Open simolus3 opened this issue 9 months ago • 12 comments

We have a bunch of issues that require breaking changes to address. Drift would be better with them fixed, but I also want to a new major version until there's a really good reason. After all, breaking changes are annoying for users which then need to adapt their setups. Drift is aiming to be a stable project, and that's a good thing. In the last year, I've assumed that we would just do a good breaking release once macros are stable (since that adopting them requires breaking codegen changes either way) and held up breaking changes until then. Given that macros aren't happening, it's time to revisit that position and prepare a batch of improvements to be delivered in the next major version.

My basic plan is this:

  1. In an upcoming major version I'm already working on, aggressively fix some of the design decisions that haven't worked out and require breaking changes. The main focus is to make drift much more efficient while keeping most of the API surface intact.
  2. Then, watch the development around augmentations and language features for data classes and serialization. Once that nearing a state where it's usable for us, we can come up with better interfaces around our code generation. But I don't have any radical changes planed for code generation or the way tables are defined.

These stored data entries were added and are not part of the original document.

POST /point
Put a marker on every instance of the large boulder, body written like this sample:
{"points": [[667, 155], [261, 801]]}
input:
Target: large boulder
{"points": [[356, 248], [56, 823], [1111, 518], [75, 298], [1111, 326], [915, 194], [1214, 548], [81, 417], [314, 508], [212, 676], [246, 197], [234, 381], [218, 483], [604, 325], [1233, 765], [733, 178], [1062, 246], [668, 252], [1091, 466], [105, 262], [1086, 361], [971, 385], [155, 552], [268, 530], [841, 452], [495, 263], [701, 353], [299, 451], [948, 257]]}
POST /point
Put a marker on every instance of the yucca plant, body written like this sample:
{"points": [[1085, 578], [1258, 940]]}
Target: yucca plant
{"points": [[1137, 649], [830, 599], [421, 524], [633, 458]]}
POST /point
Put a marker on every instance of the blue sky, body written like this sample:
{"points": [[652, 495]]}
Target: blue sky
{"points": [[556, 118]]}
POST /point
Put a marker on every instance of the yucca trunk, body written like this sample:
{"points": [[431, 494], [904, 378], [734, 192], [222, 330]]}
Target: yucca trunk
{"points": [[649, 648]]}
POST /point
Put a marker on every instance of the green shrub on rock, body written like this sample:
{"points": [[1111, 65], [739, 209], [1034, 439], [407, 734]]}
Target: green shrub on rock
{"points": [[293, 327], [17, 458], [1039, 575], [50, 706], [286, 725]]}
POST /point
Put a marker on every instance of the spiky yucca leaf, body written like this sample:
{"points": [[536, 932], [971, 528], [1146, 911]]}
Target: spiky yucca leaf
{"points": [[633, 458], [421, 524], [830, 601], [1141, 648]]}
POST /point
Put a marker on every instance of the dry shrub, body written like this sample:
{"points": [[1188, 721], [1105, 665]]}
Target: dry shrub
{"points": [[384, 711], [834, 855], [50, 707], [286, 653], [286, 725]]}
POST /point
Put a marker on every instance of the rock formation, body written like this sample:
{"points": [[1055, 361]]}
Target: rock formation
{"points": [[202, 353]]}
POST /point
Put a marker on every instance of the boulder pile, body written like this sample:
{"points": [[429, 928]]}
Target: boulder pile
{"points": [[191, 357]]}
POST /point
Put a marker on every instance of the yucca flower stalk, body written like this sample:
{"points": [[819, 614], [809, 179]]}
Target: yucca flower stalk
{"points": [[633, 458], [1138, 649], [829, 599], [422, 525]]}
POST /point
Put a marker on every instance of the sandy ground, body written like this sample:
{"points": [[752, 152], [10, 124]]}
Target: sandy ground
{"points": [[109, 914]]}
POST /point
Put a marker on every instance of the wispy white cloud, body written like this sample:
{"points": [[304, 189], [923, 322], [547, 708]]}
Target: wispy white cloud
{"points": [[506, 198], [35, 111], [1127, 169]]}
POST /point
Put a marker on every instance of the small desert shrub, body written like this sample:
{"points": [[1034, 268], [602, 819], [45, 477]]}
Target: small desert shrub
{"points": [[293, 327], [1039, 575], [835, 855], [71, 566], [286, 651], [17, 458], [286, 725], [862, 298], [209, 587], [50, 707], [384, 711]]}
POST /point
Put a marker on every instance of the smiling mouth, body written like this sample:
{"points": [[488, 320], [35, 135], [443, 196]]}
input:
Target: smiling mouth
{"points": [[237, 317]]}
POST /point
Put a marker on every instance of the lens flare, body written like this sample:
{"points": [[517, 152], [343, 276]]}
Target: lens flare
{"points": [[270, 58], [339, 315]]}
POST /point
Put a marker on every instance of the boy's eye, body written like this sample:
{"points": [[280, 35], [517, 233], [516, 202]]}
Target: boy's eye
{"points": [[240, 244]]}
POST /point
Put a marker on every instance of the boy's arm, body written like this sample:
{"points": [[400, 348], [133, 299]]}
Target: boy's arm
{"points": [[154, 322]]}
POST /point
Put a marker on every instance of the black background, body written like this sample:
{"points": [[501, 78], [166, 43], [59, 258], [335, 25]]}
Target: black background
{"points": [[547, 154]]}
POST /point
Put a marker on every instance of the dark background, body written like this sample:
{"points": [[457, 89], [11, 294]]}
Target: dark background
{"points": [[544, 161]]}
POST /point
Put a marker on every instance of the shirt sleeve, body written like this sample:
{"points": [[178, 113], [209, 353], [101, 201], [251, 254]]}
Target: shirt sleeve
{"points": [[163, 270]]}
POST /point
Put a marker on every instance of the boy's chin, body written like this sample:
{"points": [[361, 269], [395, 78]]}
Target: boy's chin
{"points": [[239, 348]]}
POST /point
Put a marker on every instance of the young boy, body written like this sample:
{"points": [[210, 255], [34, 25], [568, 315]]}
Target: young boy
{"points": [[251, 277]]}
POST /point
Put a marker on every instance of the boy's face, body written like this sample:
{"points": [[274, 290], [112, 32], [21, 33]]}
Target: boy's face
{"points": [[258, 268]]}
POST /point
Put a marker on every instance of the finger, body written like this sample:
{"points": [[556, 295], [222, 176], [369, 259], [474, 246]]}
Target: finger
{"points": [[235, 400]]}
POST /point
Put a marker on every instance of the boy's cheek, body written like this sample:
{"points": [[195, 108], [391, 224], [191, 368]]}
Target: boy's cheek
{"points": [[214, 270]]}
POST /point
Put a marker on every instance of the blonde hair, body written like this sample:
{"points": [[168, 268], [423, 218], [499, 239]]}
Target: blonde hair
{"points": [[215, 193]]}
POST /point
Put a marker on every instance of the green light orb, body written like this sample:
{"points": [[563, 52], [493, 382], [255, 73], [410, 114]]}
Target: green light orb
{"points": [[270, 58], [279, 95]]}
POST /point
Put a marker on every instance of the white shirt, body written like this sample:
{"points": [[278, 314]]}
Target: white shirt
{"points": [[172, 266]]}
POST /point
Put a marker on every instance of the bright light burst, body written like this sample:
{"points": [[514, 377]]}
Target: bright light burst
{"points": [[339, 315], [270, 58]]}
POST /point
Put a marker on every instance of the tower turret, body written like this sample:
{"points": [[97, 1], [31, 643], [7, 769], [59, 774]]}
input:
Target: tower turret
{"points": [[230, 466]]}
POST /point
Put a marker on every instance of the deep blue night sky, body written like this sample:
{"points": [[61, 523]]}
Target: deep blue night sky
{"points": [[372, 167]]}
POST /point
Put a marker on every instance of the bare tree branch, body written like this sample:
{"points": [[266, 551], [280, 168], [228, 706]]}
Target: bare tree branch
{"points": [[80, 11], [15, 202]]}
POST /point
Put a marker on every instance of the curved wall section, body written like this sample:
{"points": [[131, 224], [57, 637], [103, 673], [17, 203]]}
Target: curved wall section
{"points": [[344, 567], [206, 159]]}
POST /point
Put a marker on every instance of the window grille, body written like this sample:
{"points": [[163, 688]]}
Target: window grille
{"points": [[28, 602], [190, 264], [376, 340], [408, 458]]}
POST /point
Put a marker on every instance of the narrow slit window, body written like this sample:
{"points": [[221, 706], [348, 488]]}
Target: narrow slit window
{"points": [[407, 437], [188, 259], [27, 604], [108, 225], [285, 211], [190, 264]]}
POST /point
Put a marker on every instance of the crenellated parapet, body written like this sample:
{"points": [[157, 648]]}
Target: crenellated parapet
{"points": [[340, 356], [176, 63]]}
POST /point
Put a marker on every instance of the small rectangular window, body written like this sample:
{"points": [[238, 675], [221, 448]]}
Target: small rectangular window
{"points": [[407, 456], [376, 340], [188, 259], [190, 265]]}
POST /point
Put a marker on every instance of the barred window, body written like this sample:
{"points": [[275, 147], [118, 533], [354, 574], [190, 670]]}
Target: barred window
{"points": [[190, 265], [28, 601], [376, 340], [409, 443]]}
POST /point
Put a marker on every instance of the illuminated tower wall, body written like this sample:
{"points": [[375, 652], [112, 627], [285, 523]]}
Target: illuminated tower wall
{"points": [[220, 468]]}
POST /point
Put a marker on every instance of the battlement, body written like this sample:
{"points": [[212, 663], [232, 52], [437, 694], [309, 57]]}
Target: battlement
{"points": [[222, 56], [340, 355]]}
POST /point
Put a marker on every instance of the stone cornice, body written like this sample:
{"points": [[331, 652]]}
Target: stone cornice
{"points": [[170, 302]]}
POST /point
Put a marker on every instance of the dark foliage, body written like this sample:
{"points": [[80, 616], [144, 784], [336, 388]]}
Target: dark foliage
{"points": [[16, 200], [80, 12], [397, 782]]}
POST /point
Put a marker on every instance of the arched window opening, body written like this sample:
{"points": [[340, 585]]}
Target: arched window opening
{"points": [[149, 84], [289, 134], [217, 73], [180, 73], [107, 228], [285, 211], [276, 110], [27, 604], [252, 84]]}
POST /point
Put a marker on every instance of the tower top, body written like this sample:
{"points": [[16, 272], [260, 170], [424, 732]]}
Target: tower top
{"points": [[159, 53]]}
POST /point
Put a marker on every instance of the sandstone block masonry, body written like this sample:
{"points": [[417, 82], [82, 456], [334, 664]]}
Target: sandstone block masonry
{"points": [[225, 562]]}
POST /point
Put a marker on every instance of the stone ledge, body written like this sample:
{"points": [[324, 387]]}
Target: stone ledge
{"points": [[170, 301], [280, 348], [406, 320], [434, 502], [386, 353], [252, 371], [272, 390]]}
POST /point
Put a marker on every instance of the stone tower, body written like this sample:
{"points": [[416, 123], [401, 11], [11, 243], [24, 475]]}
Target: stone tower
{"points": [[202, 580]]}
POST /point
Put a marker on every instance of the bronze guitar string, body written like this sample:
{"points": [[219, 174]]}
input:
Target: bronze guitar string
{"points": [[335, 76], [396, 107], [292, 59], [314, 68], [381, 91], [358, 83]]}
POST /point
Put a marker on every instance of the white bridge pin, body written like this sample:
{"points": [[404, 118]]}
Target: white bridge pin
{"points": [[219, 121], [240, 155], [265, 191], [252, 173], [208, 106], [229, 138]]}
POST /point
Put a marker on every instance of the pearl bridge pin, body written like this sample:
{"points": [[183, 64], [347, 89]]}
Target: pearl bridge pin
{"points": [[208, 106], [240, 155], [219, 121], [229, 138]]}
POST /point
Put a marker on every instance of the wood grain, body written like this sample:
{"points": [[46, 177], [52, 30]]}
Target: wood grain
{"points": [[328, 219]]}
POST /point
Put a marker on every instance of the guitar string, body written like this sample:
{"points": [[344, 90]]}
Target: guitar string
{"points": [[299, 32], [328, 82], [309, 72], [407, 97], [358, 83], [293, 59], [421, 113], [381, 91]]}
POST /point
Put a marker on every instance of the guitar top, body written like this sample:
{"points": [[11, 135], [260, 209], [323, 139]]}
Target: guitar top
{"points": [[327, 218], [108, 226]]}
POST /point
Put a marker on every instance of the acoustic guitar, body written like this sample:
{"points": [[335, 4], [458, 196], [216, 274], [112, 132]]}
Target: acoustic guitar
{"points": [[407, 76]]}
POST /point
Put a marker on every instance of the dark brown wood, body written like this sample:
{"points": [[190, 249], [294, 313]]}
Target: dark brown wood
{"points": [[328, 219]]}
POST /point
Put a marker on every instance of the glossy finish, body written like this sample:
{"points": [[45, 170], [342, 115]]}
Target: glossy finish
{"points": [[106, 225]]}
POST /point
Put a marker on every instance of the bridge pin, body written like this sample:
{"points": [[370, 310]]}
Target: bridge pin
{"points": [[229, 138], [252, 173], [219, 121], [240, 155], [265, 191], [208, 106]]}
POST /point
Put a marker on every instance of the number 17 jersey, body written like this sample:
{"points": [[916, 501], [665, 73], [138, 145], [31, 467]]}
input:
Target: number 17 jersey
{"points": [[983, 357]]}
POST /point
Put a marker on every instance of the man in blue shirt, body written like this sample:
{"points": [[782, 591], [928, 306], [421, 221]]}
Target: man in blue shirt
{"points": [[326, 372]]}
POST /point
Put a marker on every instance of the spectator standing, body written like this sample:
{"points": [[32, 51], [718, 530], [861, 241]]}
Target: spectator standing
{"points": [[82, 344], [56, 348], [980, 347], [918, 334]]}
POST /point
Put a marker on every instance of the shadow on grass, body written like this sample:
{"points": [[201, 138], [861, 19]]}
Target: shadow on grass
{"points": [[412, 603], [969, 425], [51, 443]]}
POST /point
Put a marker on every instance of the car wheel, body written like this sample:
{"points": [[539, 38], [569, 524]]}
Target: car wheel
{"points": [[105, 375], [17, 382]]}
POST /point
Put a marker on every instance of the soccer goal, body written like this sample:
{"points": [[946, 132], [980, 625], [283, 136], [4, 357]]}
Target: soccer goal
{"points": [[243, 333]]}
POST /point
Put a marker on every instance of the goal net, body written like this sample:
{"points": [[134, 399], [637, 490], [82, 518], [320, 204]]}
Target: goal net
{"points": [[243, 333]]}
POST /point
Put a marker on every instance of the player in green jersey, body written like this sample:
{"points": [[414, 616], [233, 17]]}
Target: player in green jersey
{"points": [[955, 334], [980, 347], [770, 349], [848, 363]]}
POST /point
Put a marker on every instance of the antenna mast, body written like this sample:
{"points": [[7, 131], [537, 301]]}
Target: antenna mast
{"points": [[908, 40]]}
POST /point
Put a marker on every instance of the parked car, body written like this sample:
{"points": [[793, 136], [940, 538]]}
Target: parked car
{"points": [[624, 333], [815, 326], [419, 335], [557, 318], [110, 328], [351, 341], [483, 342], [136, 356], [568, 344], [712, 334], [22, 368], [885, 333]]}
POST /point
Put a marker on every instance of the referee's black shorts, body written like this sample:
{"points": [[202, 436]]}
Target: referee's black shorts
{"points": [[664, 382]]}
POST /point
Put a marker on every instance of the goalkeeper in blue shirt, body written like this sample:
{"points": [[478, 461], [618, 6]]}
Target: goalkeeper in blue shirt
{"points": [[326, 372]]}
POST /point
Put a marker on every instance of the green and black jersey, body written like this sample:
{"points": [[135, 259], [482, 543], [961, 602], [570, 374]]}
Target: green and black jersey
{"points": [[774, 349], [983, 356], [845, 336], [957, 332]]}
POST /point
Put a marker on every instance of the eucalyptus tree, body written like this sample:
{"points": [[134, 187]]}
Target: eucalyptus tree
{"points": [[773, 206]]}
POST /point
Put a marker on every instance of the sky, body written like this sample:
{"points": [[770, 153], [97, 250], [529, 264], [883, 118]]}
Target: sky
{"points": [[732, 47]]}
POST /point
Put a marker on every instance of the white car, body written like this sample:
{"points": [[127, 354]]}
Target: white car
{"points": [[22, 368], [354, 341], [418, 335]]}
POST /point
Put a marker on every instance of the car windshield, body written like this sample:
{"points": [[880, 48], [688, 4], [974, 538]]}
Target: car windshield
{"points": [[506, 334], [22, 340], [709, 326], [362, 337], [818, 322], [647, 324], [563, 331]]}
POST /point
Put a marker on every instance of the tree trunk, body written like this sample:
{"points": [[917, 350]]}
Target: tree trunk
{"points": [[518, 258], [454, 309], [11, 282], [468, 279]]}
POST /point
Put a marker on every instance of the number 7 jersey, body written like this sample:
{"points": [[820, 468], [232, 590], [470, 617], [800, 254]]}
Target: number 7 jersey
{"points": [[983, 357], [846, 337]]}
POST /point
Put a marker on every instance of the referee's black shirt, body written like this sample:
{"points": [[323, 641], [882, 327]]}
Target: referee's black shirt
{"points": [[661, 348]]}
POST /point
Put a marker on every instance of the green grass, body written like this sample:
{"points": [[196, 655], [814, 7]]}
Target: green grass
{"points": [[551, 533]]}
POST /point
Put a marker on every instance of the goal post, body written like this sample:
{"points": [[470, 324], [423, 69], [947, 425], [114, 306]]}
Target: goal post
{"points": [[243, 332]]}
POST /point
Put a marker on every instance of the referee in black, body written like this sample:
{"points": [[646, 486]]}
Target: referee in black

This issue mostly serves as a todo-list with worthwhile changes that require breaking changes in drift. But of course, if something annoys you with drift today, I'd love to hear about that because this is a really good time to fix it! Also, if you disagree with something on this list, it would be helpful to know that. For the next major version, I want to focus on these areas:

Better interfaces to talk to databases

At the moment, drift uses the QueryExecutor interface to access databases, with an API that hasn't really changed much since the very early days of the project. There are some problems with that, namely:

  • [x] Some implementation may want to see more than the raw SQL being emitted. For instance, we have some implementations that send writes to one isolate and reads to another. The introduction of RETURNING writes (implemented as selects in that interface) breaks that. We should give the implementation full access to a structural representation of the statement drift intents to run.
  • [x] We're currently representing rows as a Map<String, Object?>, something inherited from the early sqflite-only days. Most implementations can access columns in rows by their index too though, and that is much more efficient. We should use a row representation that allows both index and name lookups, allowing database implementations to pick whatever they support.
  • [ ] Allow RETURNING in batches: https://github.com/simolus3/drift/issues/3320.
  • [ ] Remove package:drift/remote.dart as an independent library. It's a generalization of the drift isolate APIs over arbitrary communication channels. I'm not aware of any uses outside of drift.
  • [ ] Remove package:drift/isolate.dart or make it SQLite-specific. This library should have been an implementation detail for NativeDatabase (and it is now). We need to continue supporting computeWithDatabase and establishing connections through SendPorts stored in IsolateNameServer though.
  • [ ] Use a unified exception type

Better support for other databases

Historically, drift was mainly built with SQLite in mind. This has served us well for mobile apps, but with server-side Dart usage growing, we also want to support server-side databases like Postgres better.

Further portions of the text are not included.